Temat: Szkolna alienacja rodzicielska
Istnieją różne możliwości alienacji m.in. utrudnianie kontaktu w przedszkolu czy szkole.
Doświadczyłem tego, ale że staram się do sprawy podchodzić elokwentnie, szybko zyskałem sympatie wychowawców i dyrektor, po dwóch latach zmiana przedszkola dla dziecka, w tym tata miał "UKŁADY", nowe przedszkole szybko zorientowało się, że matka stara się utrudniać kontakty.... i też szybko zyskałem sympatie i wsparcie, tak to nazwijmy.

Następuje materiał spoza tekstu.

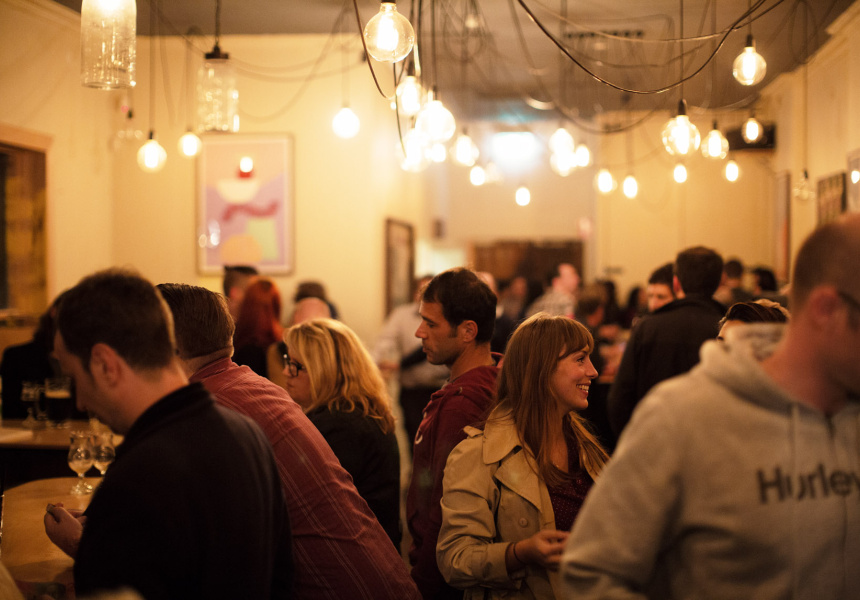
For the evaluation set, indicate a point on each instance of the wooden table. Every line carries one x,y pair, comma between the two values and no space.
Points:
25,549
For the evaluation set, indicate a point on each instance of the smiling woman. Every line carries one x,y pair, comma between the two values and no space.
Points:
535,458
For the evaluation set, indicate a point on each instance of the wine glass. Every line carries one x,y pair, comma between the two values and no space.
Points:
103,451
80,460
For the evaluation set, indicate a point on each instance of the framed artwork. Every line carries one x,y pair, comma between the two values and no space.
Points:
852,196
782,225
245,213
399,263
831,197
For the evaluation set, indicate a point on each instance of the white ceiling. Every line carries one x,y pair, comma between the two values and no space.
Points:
507,65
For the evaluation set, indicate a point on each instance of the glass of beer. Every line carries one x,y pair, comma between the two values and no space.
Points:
58,400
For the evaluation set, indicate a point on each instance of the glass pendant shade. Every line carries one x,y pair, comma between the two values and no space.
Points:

Ale dużą zasługę tu wniosłem kilkoma sprawami,
- po pierwsze w Wyroku jest zapis, iż ojciec ma pełne prawo do kontaktu z dzieckiem w przedszkolu w dni otwarte,
- po drugie nie było widzenia, na które bym nie pojechał, nawet jak przewidywałem ze nie dojdzie do skutku, jechałem, brałem zaświadczenie z przedszkola ze ja przyszedłem po dziecko a dziecko nie zostało mi wydane bo..... matka zgłasza chorobę, matka zabrała dziecko wcześniej... babka zabrała dziecko przed obiadem itd.
- po trzecie, byłem przewodniczacym rady rodziców, kontakt z personelem i innymi rodzicami
- organizowałem dzieciamom np Mikołaja
- kupowałem na koniec roku kwiaty od Rady rodziców dla personelu
Przez cały ten okres miałem utrudniany kontakt z dzieckiem na 9-ęć widzeń w miesiącu do skutku średnio dochodziło jedno.
Po dwóch latach Sąd z urzędu wszczął sprawę o"O zmianę wyroku rozwodowego w przedmiocie wykonywania władzy rodzicielskiej", sprawa trwa półtorej roku... zobaczymy czym się skończy.